Album Review by M+M
Everyone let out a huge sigh of relief when, after three years, The Head and the Heart finally released their long awaited sophomore LP, Let’s Be Still. Those long in waiting would include yinz’ truly, because we became nostalgic about the original self-titled album before it was even replaced by anything yet. After gaining popularity and signing with SubPop records in 2010, the Seattle band’s debut album cultivated a devoted following that’s been impatiently awaiting their next project. “Shake”—the pre-released single off of Let’s Be Still—was played around the ‘Burgh and across the country in an effort to introduce their new sound and abate the anticipation expressed by fans and critics alike. Proving that they’ve discovered where their “roots have grown,” the new album features a more diverse sound, leaving the familiarity of acoustic and incorporating a collaboration that has made Let’s Be Still a celebrated next step for a talented group.

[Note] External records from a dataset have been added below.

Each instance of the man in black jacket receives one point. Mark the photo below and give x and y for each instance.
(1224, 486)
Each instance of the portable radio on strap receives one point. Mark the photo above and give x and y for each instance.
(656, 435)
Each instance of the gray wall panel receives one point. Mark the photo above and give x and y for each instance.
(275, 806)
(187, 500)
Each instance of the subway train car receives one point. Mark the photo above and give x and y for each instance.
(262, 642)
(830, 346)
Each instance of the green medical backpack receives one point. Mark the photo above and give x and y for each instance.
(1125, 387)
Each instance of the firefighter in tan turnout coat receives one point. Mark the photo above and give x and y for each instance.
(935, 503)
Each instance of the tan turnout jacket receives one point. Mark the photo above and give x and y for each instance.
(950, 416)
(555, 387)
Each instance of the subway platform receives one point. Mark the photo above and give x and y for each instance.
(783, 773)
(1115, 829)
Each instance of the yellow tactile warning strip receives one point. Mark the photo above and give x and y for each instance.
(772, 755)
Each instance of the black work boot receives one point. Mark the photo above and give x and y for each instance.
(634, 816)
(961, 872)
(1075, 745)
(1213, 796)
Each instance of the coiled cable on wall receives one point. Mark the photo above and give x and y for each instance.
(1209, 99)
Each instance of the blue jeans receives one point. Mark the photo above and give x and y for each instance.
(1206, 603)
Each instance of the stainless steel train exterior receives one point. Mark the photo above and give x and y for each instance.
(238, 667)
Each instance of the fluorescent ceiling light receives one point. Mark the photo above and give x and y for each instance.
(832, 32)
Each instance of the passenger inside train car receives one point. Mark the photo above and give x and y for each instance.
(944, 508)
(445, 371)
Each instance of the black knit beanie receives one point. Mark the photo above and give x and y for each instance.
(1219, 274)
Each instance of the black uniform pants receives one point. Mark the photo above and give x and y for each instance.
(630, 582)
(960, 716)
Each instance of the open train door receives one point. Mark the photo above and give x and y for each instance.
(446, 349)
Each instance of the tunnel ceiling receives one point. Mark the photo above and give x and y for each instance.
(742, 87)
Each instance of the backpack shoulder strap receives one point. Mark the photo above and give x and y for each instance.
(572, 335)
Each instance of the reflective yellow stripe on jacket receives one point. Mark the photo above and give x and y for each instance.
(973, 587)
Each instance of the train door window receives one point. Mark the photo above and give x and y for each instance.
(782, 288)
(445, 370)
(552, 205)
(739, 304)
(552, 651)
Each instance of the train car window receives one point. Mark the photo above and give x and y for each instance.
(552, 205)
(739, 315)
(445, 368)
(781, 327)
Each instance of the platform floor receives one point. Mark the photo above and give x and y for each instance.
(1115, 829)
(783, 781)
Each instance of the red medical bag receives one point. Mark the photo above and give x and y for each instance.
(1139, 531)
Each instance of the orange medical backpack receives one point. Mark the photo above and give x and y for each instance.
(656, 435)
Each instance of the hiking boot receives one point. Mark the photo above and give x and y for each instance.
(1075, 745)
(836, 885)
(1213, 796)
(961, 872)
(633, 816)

Admittedly, we’ve been in the company of those who support a cultish appreciation for the Head and the Heart, after their rise to an indie-level amount of fame brought their music to the east coast. We think the group was artful in their introduction of “Shake” as the first single, because the sound is everything we’ve known about them, and everything we’ve yet to learn. Fans of their original album will be comforted by the strong harmonies and lyrics reflective of earlier hits, but should expect the incorporation of a more dynamic sound which introduces some arguably weaker tracks. Head and the Heart apostles who’ve spent three years (40?) in the desert are going to remerge to find some surprises—like Charity’s lead vocals on more than one track. She leads on the “Springtime/Summertime” pairing, which is a Karen-O meets Brandon Flowers arrangement, featuring Karen-esque yips (“oh”s technically) woven throughout pop-synth supported melodies. Unexpected as that may sound, many of the songs on Let’s Be Still can be appreciated within the context of a finely tuned band, aspiring to create collectively.
A throwback to their rereleased self-titled album, “Josh McBride”, is everything that old-school Head and the Heart fans love (which makes sense because it was written and made public as a demo well before). As a stripped-down and emotionally raw song, the lyrics and harmonies are powerful in and of themselves, but the album version embellishes the love ballad into a symphony. On the flip side of the record, we were confused by the title track, as it’s probably one of the most underwhelming songs on the entire release. Perhaps it’s reflective of an underlying theme we’ve not yet identified, but it and the two following songs lack an authenticity we expected throughout. On the latter-half of Let’s Be Still, “Fire/Fear” exemplifies the musical change in direction—it showcases synthetic keys and reverb-heavy vocals, while still indulging the purist with beautiful build and lyrics that sound like an open diary. We consider this a well-produced companion piece to “Honey Come Home”; almost a reflection upon the happenstance that lead up to, or occurred after the heartfelt earlier song. “Gone”, the final track of the album, leaves no question as to what the Head and the Heart intends and can accomplish for future compositions. Though it’s less familiar than where we’ve been with the band, we’re really looking forward to where they go from here.
Tracks on Let’s Be Still might feel more isolated than what we’re accustomed to, but every former and future fan will find something to love in the album. None of the new songs really deserve hard critique, but it may be that we have had too long to defend and become intimate with the Head and the Heart’s self-titled first release. Let’s Be Still surprises and challenges our assumptions of what a sophomore album might sound like, but it’s exactly what we needed to hear. Some might even say it “sounds like Hallelujah for the…” second time.